I had a lamp, that has two many lamps, (7, six in a circle, and one central), all parallel, all 220v. Too much light often unused. So I thought to split in two circuits, one with the central lamp, another with the six ones.

I know I could put a commutator after the wall switch, but I do not have place, neither wires, neither looks good.

So I would like that when I turn on (on the wall), either one or six lamps goes ON, as I turn off, all goes OFF, and as I turn ON again, the opposite lamps go ON.

I can imagine, with a small circuit to remember the state, a relay, a battery, a power supply 220V to 5V, etc…

But maybe there is some short of magic relay that each time it gets 220V, it switch output ?

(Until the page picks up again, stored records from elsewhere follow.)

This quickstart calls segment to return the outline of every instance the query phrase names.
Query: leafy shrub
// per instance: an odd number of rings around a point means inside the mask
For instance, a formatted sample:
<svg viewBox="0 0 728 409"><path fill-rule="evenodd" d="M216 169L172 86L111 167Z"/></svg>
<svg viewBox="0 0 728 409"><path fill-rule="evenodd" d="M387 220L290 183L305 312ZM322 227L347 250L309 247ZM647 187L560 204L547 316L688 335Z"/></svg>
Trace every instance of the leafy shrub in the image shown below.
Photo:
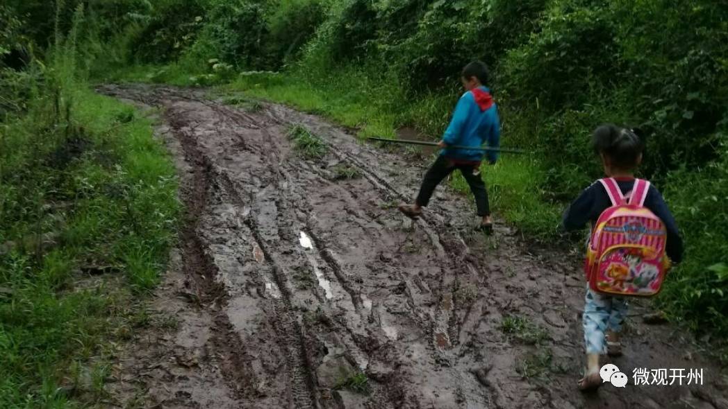
<svg viewBox="0 0 728 409"><path fill-rule="evenodd" d="M194 43L205 15L202 0L155 2L149 23L130 46L141 62L174 60Z"/></svg>
<svg viewBox="0 0 728 409"><path fill-rule="evenodd" d="M320 0L281 0L269 10L265 54L272 62L271 66L292 62L323 23L325 13Z"/></svg>
<svg viewBox="0 0 728 409"><path fill-rule="evenodd" d="M694 330L728 333L728 133L716 137L722 141L720 159L697 171L684 167L665 181L687 256L668 276L658 299Z"/></svg>
<svg viewBox="0 0 728 409"><path fill-rule="evenodd" d="M207 21L186 60L218 59L235 67L267 66L264 40L268 28L262 3L214 0Z"/></svg>

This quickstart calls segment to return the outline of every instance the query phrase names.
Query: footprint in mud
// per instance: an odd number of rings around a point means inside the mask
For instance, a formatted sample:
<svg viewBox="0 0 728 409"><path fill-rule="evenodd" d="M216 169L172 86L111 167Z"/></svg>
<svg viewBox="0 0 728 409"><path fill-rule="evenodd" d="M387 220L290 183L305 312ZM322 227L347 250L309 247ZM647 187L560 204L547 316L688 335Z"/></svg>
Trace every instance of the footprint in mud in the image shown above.
<svg viewBox="0 0 728 409"><path fill-rule="evenodd" d="M311 238L306 234L306 232L301 231L301 235L298 238L298 243L301 244L301 247L306 248L306 250L314 250L313 242L311 241ZM306 252L306 256L309 258L309 261L311 262L311 265L314 268L314 272L316 274L316 280L318 280L319 286L323 288L324 292L326 294L326 299L331 299L333 297L333 293L331 292L331 282L326 280L324 277L323 273L321 272L321 270L318 267L318 262L316 259L313 257L311 254Z"/></svg>

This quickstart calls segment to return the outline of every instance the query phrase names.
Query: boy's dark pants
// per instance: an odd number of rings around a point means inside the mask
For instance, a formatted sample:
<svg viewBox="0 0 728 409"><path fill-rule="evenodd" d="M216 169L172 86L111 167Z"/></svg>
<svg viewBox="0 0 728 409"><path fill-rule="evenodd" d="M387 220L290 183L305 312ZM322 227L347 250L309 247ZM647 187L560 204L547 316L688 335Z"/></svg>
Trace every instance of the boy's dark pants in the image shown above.
<svg viewBox="0 0 728 409"><path fill-rule="evenodd" d="M483 182L480 174L478 173L480 171L478 166L456 164L444 156L438 156L438 160L432 163L427 173L424 174L424 180L422 181L422 186L419 188L419 194L417 195L417 204L423 207L427 206L430 196L435 192L435 188L455 169L460 170L460 173L462 174L465 181L470 186L470 190L473 195L475 196L478 215L481 217L490 216L491 209L488 204L488 192L486 190L486 184Z"/></svg>

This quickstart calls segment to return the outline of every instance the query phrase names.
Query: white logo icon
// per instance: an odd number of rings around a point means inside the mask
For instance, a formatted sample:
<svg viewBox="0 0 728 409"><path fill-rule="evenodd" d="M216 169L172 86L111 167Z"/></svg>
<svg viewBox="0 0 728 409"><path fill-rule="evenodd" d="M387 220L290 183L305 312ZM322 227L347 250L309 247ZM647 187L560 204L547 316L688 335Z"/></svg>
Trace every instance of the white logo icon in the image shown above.
<svg viewBox="0 0 728 409"><path fill-rule="evenodd" d="M609 378L609 382L617 388L623 388L627 384L627 376L621 372L615 372Z"/></svg>
<svg viewBox="0 0 728 409"><path fill-rule="evenodd" d="M601 367L599 370L599 376L601 376L602 382L609 382L617 388L625 387L629 381L627 375L620 372L620 368L611 363Z"/></svg>

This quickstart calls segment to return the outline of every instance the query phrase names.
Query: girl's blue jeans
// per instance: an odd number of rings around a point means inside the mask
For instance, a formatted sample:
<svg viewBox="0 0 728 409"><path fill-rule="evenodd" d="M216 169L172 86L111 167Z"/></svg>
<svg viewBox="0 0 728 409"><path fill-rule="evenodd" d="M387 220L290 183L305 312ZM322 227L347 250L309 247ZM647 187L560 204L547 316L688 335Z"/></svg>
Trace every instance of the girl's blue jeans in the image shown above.
<svg viewBox="0 0 728 409"><path fill-rule="evenodd" d="M619 332L627 317L627 300L624 297L595 293L587 286L584 298L584 341L587 354L606 353L606 331Z"/></svg>

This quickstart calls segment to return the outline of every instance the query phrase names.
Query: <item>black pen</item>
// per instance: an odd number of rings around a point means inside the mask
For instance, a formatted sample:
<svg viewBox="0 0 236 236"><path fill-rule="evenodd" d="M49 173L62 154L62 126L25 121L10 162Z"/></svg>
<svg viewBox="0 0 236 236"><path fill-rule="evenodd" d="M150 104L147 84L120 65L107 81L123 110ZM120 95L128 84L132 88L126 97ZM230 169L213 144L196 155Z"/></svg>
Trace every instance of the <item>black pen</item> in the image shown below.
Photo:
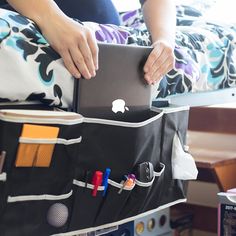
<svg viewBox="0 0 236 236"><path fill-rule="evenodd" d="M0 155L0 174L2 173L5 158L6 158L6 151L2 151Z"/></svg>

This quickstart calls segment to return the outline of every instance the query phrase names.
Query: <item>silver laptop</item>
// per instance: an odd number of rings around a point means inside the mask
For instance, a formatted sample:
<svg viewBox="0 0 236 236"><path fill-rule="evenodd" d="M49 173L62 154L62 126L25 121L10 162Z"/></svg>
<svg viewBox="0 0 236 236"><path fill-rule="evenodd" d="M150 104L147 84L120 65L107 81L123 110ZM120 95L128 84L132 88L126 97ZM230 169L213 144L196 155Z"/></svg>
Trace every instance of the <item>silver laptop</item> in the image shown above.
<svg viewBox="0 0 236 236"><path fill-rule="evenodd" d="M75 80L74 111L85 117L139 120L151 104L143 66L151 47L99 44L95 78Z"/></svg>

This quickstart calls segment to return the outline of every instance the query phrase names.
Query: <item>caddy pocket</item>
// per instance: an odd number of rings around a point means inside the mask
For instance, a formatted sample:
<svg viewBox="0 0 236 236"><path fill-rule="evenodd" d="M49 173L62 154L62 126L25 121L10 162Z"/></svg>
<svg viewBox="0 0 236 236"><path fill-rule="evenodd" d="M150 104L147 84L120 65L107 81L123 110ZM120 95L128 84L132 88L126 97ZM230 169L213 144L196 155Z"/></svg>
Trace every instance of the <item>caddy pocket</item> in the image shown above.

Again, sorry if this is a lame question 😉

Best Answer

There probably is a switch out there that can do it - with three states - Off, A, B. Wire A to one light, B to the other lights. But I think a far simpler solution - or at least far more common in terms of inexpensive parts is to use two switches. The first switch would function as On/Off. The second switch would function as A/B. The second switch would be (in US terminology) a 3-way switch, but instead of using it as a 3-way switch, which typically lets you use 2 separate switches to turn a single light On/Off from either location, you would use it to switch two different lights (or groups of lights). In addition, you can get two switches in one box, like this: enter image description here You wire the first 3-way as a single switch with one output ("traveler") going to the second switch and the second output not connected at all. You wire the second 3-way switch so that one output goes to one light ("A") and the other output goes to the other light ("B"). Whenever you turn the first switch on, the light status (A or B) will be the same as it was the last time you used it.

No batteries. No relays. No "smart" switches. Just a pair of ordinary switches.